Gluten-free bread sticks with pesto mayonnaise

pesto mayonnaiseIts New Years Eve! One of my favourite things to do on New Years Eve is to eat lots and lots of appetizers. And one of my favourite appetizers are bread sticks. As I am new to the gluten-free world, I just had to go hunting for a wonderful bread stick recipe that I could make for tonight. After going searching about the web and through the few books I purchased, I decided to make sticks similar to the ones pictured in the coloured photograph section of the “Complete Gluten-Free Cookbook” by Washburn & Butt.

I use the term similar because I can never leave well enough alone. I must change recipes. Its a compulsion I have. I’m sure that these two wonderful authors spent huge amounts of time perfecting their recipe, but meh, I still have to much about. So, the recipe below is the result of my mucking. The two recipes are similar, but there are enough differences that my recipe would yield bread with a slightly different flavour than the published version. Plus I blew up my hand mixer last week (I destroy at least one a year), so I have to blend by hand until the new one comes in the mail in the new year. I’m not standing by the kitchen sink and blending my bread by hand for 10-15 minutes, or whatever the equivalent to 4 minutes by hand mixer would have been. I’m far too lazy. Finally, I used a smaller pan because I wanted my bread sticks to be thicker and chewier.

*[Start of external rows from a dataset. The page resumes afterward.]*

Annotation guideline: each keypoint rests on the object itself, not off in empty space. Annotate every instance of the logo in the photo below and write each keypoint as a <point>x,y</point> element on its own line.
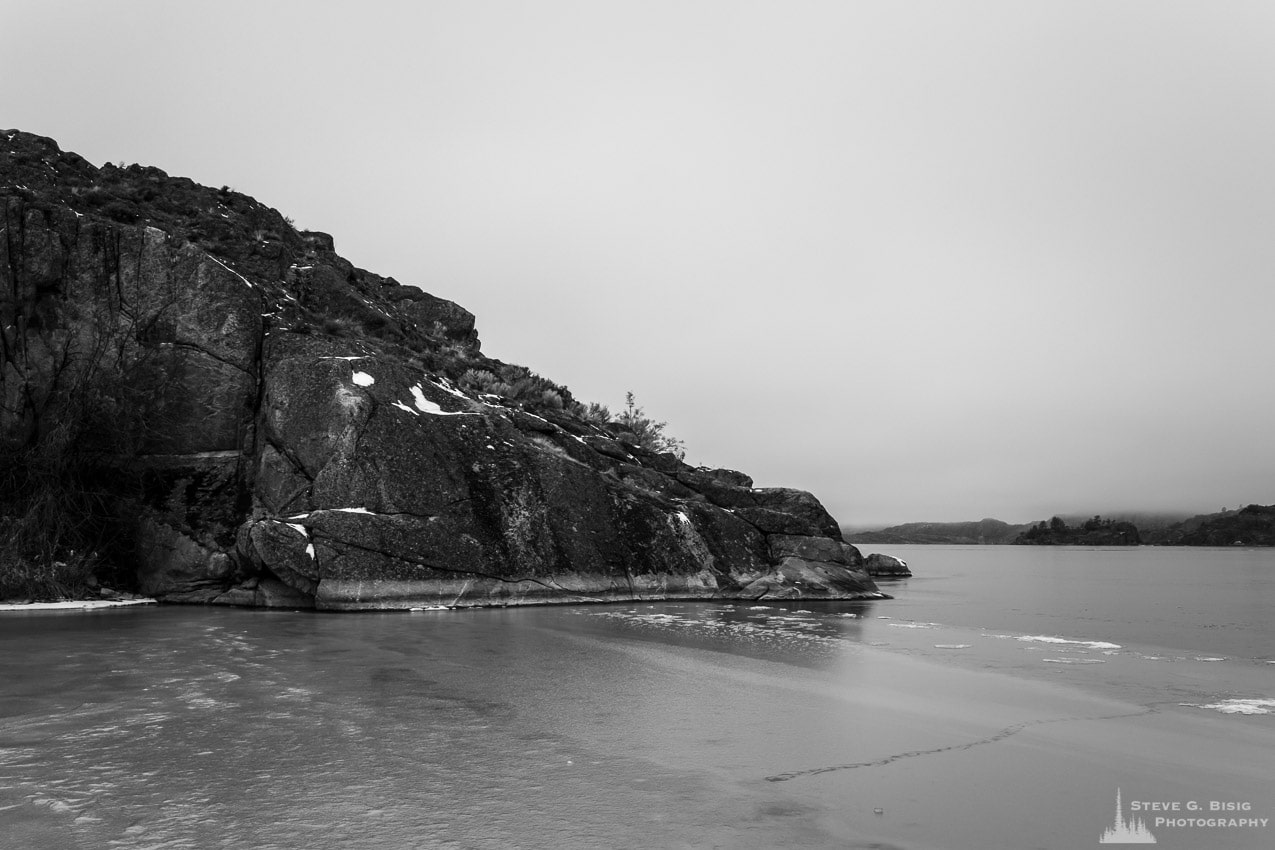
<point>1126,831</point>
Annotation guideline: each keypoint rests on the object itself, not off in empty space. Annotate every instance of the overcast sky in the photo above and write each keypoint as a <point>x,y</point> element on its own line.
<point>930,260</point>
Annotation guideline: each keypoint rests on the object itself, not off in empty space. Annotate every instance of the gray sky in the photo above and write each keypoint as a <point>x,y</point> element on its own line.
<point>930,260</point>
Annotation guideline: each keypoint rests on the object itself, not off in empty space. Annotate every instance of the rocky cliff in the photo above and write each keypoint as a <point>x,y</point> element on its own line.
<point>272,426</point>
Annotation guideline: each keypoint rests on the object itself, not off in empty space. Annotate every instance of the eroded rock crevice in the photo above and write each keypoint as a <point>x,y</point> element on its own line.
<point>295,431</point>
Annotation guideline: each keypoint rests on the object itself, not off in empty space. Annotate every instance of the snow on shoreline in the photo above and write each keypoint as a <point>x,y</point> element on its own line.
<point>73,604</point>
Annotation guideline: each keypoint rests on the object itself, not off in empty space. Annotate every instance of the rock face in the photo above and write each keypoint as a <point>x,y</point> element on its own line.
<point>282,428</point>
<point>886,566</point>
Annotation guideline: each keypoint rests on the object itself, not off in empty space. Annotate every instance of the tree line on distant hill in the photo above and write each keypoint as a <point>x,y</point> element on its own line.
<point>1252,525</point>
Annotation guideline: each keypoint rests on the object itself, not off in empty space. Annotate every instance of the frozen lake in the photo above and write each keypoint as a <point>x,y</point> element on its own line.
<point>1000,700</point>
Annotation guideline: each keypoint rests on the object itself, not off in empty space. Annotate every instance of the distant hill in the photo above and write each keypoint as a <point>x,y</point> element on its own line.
<point>986,530</point>
<point>1093,532</point>
<point>1252,525</point>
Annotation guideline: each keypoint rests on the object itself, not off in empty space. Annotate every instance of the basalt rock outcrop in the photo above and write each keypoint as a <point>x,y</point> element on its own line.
<point>277,427</point>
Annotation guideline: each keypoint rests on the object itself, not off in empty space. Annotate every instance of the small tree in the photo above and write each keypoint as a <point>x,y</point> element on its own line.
<point>650,433</point>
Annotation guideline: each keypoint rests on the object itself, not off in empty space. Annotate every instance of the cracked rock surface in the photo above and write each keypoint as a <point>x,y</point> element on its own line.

The result of my experiment is that I absolutely adored this recipe. The bread sticks are light with a wonderfully chewy centre and a nice crisp exterior. The sesame seeds add body and depth to the whole stick. I honestly couldn’t imagine this recipe without the sesame seeds.But what did I want to go with the bread sticks?

Well, in October I still was unaware of my body’s dislike for gluten so my friend and I ordered bread sticks and dippers from a fancy restaurant. One of the dips that came with the bread sticks was pesto mayonnaise. I fell in love instantly! I wanted to make this dip before but I just never got around to doing so until now. I’m sure glad that I did, because this recipe is just wonderful! I simply added gluten-free mayo to my pesto recipe (also included below) and voila! It was so simple! You can also just mix store bought pesto and mayonnaise together at a ratio of 1 part pesto to 2 part mayonnaise. If its too strong for your taste buds, dilute the pesto with more mayonnaise until you are satisfied with the results.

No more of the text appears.